` Conservatives to Force Companies to Disclose their True Owners Does this Include Blind Trusts '

#AceFinanceNews – BRITAIN – April 21 – Companies will be forced to list their true owners on a public register in a bid to combat tax evasion and money-laundering, Vince Cable has said.

The business secretary said the list, which could be used by tax authorities, would tackle the “darker side of capitalism”.

The plans follow concerns that opaque UK corporate structures can be used to channel or hide illicit funds.

Campaigners called it an “historic step” in the fight against corruption.

‘Smoke and mirrors’
“For consumers, investors and the wider public to really trust a company they need to know who is really in charge,” said Mr Cable.

“This is why I’m making sure we take tough action tackling the darker side of capitalism and the smoke and mirrors which have existed for too long.

“No longer will UK companies be able to use complex structures and trails of paperwork to hide information and keep the public in the dark.”

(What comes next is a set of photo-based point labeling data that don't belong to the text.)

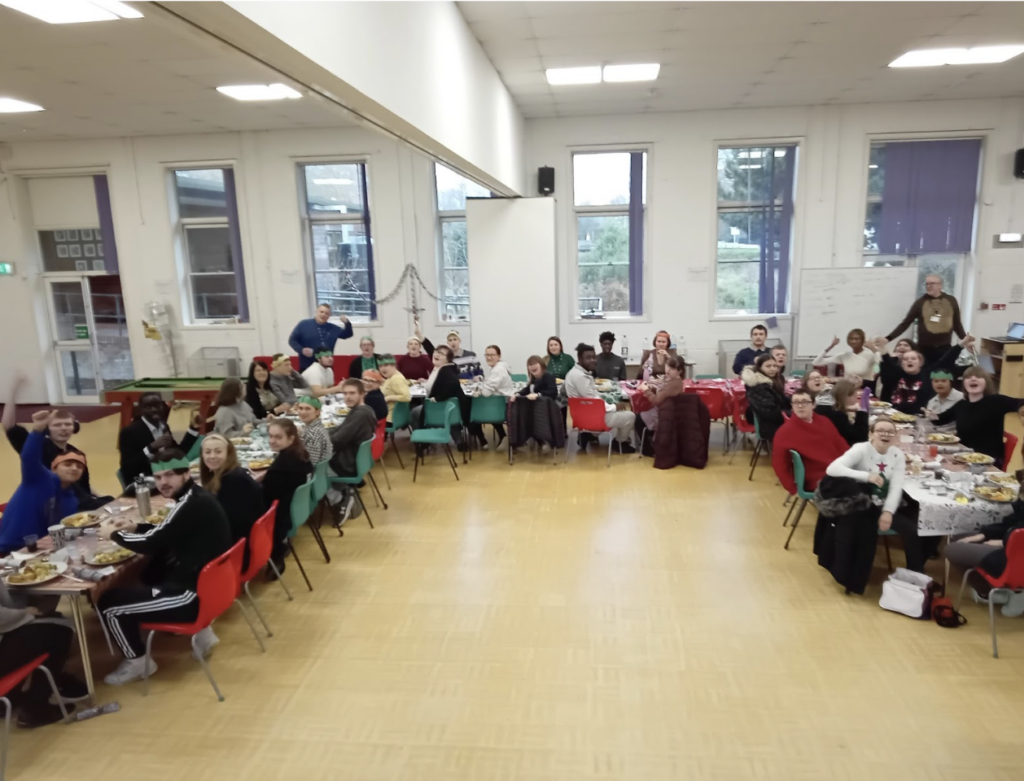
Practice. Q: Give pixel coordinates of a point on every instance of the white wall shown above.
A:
(829, 207)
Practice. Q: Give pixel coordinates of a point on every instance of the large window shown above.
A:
(609, 193)
(337, 217)
(211, 247)
(453, 189)
(922, 201)
(755, 228)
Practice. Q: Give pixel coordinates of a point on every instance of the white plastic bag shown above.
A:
(908, 593)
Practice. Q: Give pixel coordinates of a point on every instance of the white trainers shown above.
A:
(128, 670)
(205, 642)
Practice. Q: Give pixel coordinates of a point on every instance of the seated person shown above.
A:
(44, 496)
(55, 442)
(285, 381)
(395, 387)
(24, 639)
(747, 356)
(980, 417)
(314, 436)
(367, 360)
(609, 365)
(233, 417)
(416, 364)
(580, 384)
(766, 394)
(196, 532)
(320, 375)
(858, 360)
(810, 434)
(945, 394)
(845, 413)
(291, 468)
(652, 361)
(240, 495)
(259, 394)
(373, 381)
(148, 433)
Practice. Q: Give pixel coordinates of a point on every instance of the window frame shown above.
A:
(574, 212)
(796, 258)
(307, 221)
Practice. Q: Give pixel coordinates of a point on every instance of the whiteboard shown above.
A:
(835, 300)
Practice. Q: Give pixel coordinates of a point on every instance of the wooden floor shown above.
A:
(561, 623)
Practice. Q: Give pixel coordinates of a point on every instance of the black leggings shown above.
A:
(29, 643)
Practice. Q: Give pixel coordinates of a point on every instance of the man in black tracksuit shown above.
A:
(195, 532)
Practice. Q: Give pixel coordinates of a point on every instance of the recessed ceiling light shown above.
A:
(260, 92)
(976, 55)
(560, 76)
(74, 11)
(11, 105)
(644, 72)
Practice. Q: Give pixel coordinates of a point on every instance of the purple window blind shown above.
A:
(928, 198)
(102, 191)
(235, 236)
(636, 232)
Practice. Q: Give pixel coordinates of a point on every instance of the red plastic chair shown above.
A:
(588, 417)
(260, 546)
(11, 681)
(218, 589)
(1011, 448)
(1011, 580)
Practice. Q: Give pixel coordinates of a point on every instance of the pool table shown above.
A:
(202, 389)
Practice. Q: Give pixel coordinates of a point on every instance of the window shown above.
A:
(609, 192)
(340, 242)
(211, 245)
(922, 200)
(755, 228)
(453, 189)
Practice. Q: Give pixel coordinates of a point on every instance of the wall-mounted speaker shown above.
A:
(546, 180)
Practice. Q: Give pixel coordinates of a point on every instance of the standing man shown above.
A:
(937, 316)
(609, 365)
(309, 335)
(747, 356)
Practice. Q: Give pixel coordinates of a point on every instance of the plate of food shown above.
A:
(994, 493)
(81, 520)
(36, 572)
(974, 458)
(109, 556)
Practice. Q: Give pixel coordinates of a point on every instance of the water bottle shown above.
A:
(142, 497)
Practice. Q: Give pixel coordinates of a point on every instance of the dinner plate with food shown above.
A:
(36, 572)
(82, 520)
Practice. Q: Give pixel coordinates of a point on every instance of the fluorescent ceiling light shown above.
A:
(643, 72)
(976, 55)
(561, 76)
(260, 92)
(74, 11)
(11, 105)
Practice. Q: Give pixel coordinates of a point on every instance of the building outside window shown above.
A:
(609, 199)
(337, 218)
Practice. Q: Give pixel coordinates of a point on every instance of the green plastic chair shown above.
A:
(364, 463)
(439, 417)
(804, 495)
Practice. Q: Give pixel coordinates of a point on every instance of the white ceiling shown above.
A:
(725, 55)
(134, 77)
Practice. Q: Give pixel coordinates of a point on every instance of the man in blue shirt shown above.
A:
(309, 335)
(747, 356)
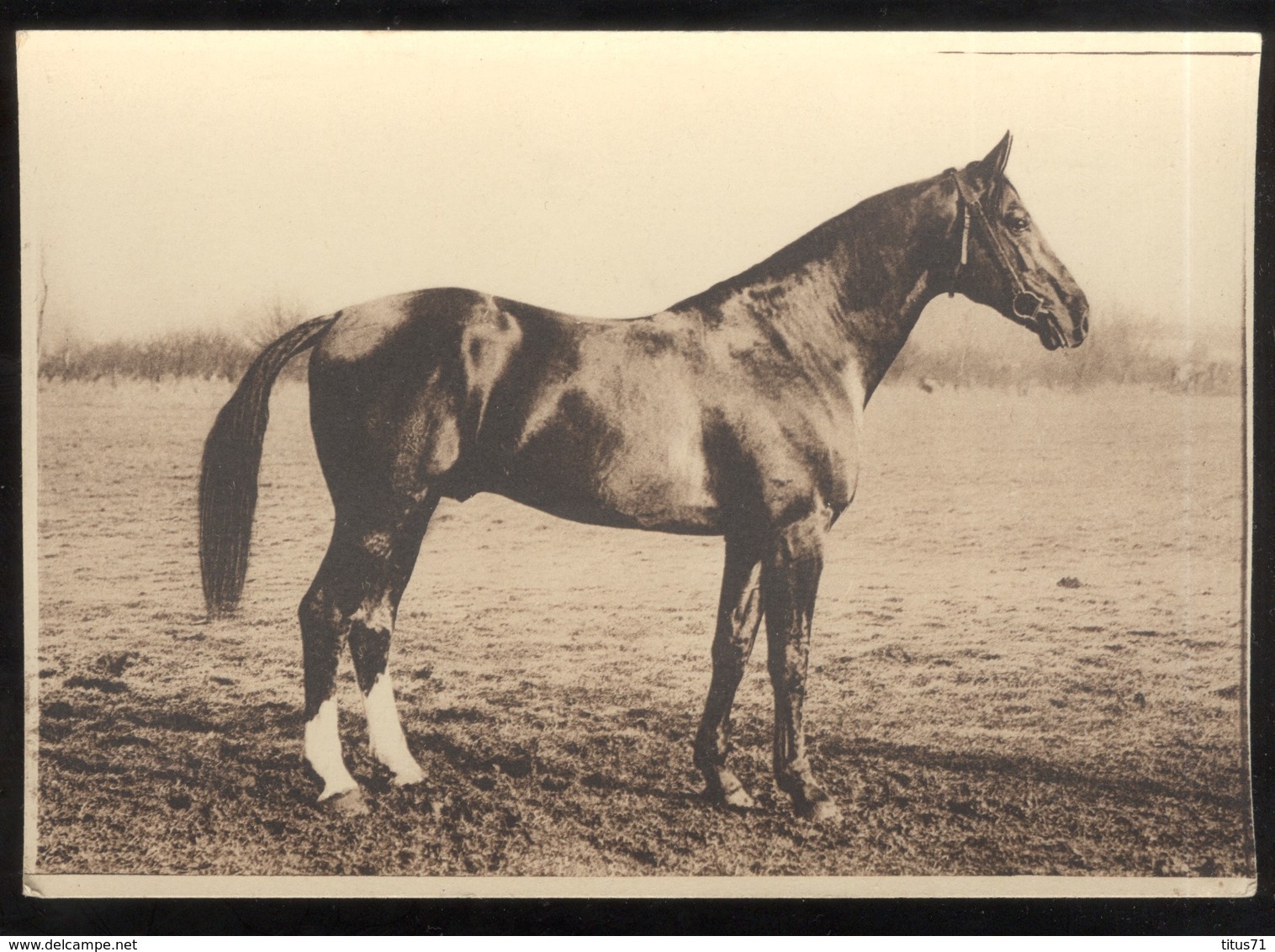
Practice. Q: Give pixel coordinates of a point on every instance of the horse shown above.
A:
(733, 413)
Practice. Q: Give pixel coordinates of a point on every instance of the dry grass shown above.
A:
(971, 714)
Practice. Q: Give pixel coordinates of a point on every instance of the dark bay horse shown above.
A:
(734, 413)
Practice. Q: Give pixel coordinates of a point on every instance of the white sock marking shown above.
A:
(385, 733)
(323, 752)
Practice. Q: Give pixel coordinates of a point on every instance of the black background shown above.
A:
(1222, 918)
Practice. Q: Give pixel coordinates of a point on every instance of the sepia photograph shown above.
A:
(638, 464)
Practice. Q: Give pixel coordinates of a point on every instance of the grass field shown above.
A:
(1028, 658)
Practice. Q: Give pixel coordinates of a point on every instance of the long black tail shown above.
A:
(232, 455)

The new rules, which need parliamentary approval, would force UK-registered firms to give details of anyone with an interest in more than 25% of its shares or voting rights.

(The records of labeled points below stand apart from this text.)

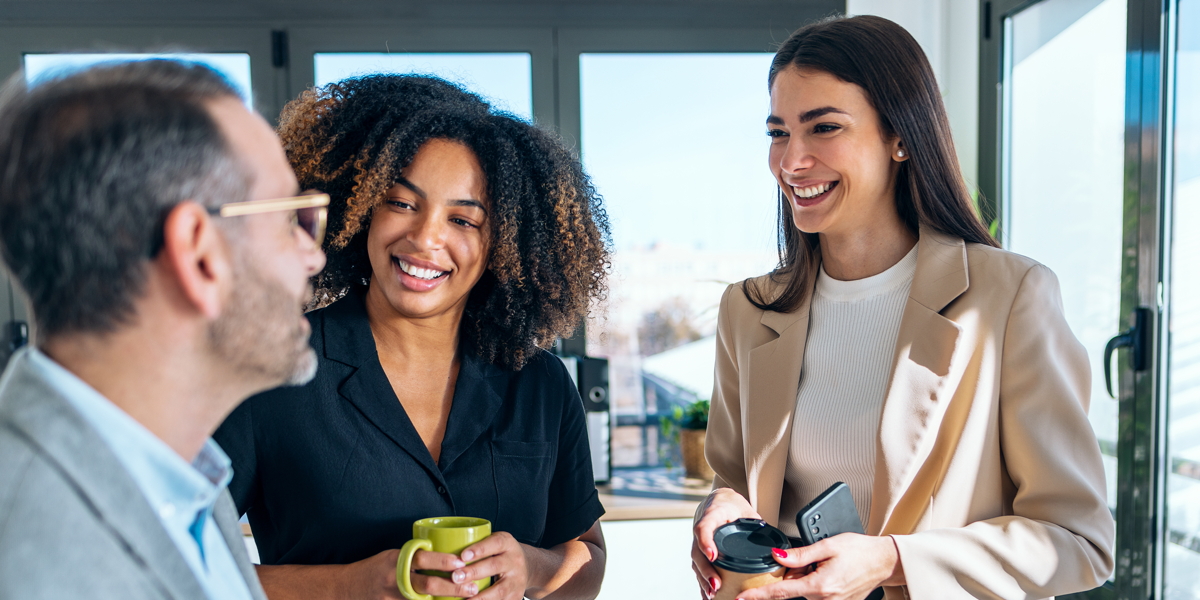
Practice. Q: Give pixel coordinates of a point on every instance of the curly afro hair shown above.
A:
(549, 234)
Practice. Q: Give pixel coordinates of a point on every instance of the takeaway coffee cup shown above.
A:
(450, 535)
(743, 556)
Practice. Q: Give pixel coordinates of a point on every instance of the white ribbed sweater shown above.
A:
(847, 360)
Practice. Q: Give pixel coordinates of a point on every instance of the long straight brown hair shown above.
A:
(882, 59)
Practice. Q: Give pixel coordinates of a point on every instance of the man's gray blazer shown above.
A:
(73, 523)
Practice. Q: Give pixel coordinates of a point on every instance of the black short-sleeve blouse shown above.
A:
(334, 472)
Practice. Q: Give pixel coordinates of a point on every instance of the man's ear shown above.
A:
(197, 257)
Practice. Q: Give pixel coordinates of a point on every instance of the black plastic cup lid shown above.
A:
(744, 546)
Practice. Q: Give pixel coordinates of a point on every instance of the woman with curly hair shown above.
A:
(462, 241)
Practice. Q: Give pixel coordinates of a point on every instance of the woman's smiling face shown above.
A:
(829, 154)
(429, 241)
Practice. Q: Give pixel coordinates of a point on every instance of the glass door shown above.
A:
(1181, 528)
(1096, 160)
(1074, 165)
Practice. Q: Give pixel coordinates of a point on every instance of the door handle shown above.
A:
(1137, 339)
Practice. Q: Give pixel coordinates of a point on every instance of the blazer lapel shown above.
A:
(226, 517)
(52, 424)
(921, 388)
(767, 425)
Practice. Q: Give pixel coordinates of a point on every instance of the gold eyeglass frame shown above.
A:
(312, 199)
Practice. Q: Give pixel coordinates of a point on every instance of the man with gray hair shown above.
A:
(155, 226)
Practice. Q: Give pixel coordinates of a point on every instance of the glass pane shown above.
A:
(1182, 577)
(235, 66)
(1065, 163)
(677, 147)
(505, 79)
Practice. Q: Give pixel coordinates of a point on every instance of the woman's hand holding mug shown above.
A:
(846, 567)
(721, 507)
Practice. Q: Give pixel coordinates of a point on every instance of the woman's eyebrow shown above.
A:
(412, 186)
(816, 113)
(468, 202)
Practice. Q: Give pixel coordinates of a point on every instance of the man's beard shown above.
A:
(262, 331)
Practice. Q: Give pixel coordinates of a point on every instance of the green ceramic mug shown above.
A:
(450, 535)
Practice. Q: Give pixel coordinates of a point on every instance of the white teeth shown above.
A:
(813, 191)
(421, 274)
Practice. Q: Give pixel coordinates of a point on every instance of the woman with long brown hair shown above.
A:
(897, 348)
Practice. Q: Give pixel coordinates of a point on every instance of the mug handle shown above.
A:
(405, 568)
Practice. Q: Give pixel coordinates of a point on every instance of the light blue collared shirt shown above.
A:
(183, 495)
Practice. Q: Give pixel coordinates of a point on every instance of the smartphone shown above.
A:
(829, 514)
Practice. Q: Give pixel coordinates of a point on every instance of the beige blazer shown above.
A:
(988, 474)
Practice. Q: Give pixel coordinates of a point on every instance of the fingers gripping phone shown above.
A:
(829, 514)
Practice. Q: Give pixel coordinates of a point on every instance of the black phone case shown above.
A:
(829, 514)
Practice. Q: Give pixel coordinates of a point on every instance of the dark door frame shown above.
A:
(1141, 445)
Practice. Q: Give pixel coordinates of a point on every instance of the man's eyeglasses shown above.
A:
(309, 210)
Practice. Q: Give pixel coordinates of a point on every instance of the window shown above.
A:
(676, 144)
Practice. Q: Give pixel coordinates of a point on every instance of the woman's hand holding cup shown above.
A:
(721, 507)
(502, 556)
(437, 586)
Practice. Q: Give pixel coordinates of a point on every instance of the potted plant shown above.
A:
(688, 427)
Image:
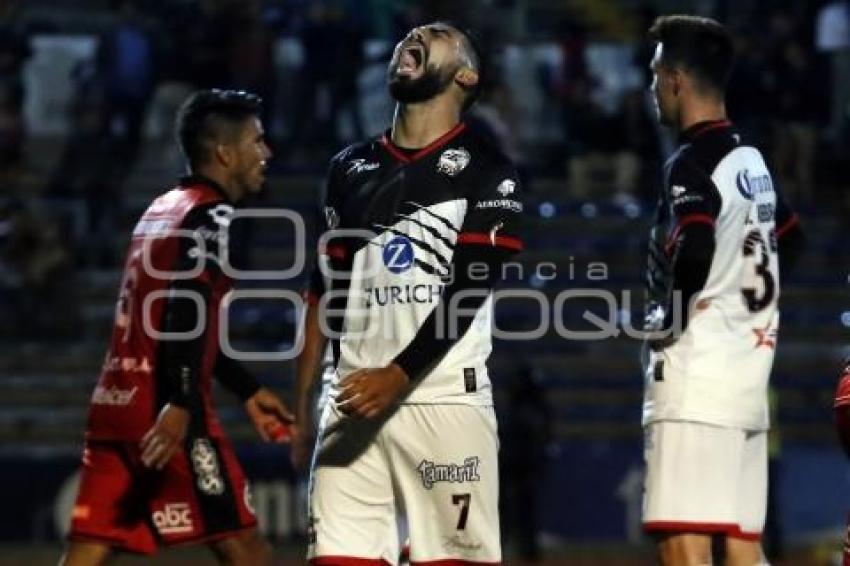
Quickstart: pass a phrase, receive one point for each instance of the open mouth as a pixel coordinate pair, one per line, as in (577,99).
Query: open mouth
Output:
(411,59)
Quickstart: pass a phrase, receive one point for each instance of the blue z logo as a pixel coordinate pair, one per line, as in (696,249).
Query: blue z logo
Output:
(398,254)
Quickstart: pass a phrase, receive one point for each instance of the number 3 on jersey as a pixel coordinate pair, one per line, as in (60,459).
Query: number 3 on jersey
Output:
(757,253)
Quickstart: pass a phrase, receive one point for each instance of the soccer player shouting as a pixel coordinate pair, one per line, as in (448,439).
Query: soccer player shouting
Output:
(421,221)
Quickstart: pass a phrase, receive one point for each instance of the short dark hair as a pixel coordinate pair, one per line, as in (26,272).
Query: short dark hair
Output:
(204,116)
(700,46)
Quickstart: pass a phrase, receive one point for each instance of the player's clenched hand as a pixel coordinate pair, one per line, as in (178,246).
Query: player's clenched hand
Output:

These details, held by Companies House, would need to be updated every year.

Definition of Blind Trusts:

A blind trust is a trust in which the fiduciaries, namely the trustees or those who have been given power of attorney, have full discretion over the assets, and the trust beneficiaries have no knowledge of the holdings of the trust and no right to intervene in their handling.

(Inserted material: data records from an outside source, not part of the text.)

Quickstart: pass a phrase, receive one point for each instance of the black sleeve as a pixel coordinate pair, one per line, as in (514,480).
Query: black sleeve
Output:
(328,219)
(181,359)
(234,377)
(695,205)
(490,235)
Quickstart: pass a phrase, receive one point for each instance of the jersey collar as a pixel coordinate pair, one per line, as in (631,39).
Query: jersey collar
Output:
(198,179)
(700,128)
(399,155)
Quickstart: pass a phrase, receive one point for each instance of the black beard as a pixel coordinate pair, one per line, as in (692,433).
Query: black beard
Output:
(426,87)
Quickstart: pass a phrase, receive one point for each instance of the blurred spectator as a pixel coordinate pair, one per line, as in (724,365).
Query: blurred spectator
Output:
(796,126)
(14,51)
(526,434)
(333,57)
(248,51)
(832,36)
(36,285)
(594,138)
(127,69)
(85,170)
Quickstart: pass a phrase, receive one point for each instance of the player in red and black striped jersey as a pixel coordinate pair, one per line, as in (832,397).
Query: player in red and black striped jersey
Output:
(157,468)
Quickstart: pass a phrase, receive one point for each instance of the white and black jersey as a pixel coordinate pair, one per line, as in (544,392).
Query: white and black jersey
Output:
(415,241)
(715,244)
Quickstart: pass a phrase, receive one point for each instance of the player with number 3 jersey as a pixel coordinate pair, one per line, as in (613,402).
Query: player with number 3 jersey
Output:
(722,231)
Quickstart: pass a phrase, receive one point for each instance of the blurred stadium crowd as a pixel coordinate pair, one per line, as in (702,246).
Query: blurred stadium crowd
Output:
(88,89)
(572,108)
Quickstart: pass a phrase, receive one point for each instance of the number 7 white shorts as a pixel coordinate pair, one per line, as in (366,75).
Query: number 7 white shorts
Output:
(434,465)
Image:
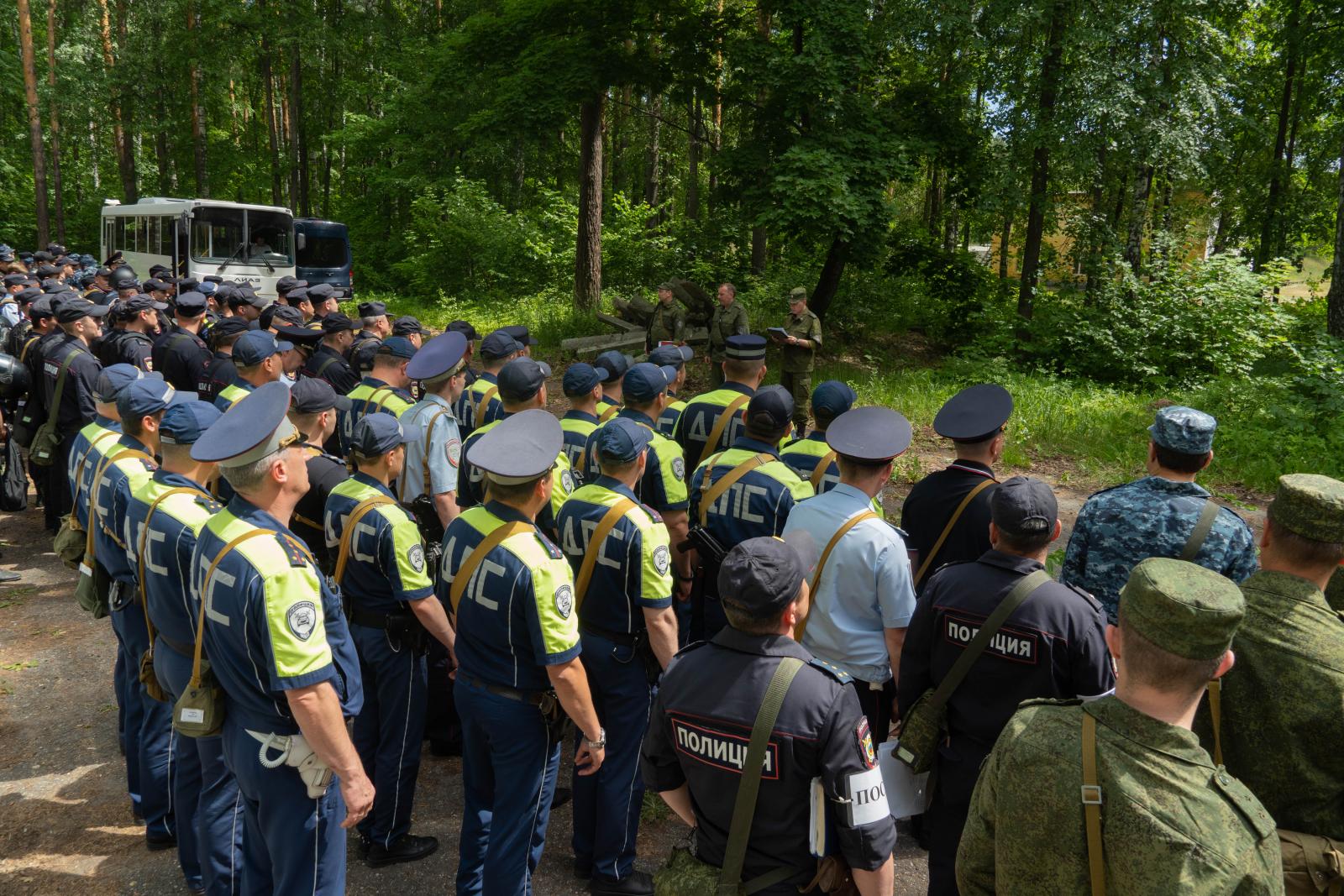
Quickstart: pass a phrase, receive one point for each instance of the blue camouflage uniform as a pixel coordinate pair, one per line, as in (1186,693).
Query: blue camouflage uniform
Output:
(632,574)
(145,721)
(385,571)
(1149,517)
(206,802)
(757,504)
(517,618)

Blind trusts are generally used when a settlor (sometimes called a trustor or donor) wishes to keep the beneficiary unaware of the specific assets in the trust, such as to avoid conflict of interest between the beneficiary and the investments.

Politicians or others in sensitive positions often place their personal assets (including investment income) into blind trusts, to avoid public scrutiny and accusations of conflicts of interest when they direct government funds to the private sector.

A blind trust is often used with those who have come across a fortune within a short period of time (e.g. an inheritance, or a multimillion lottery) in order to keep their identity anonymous to the public.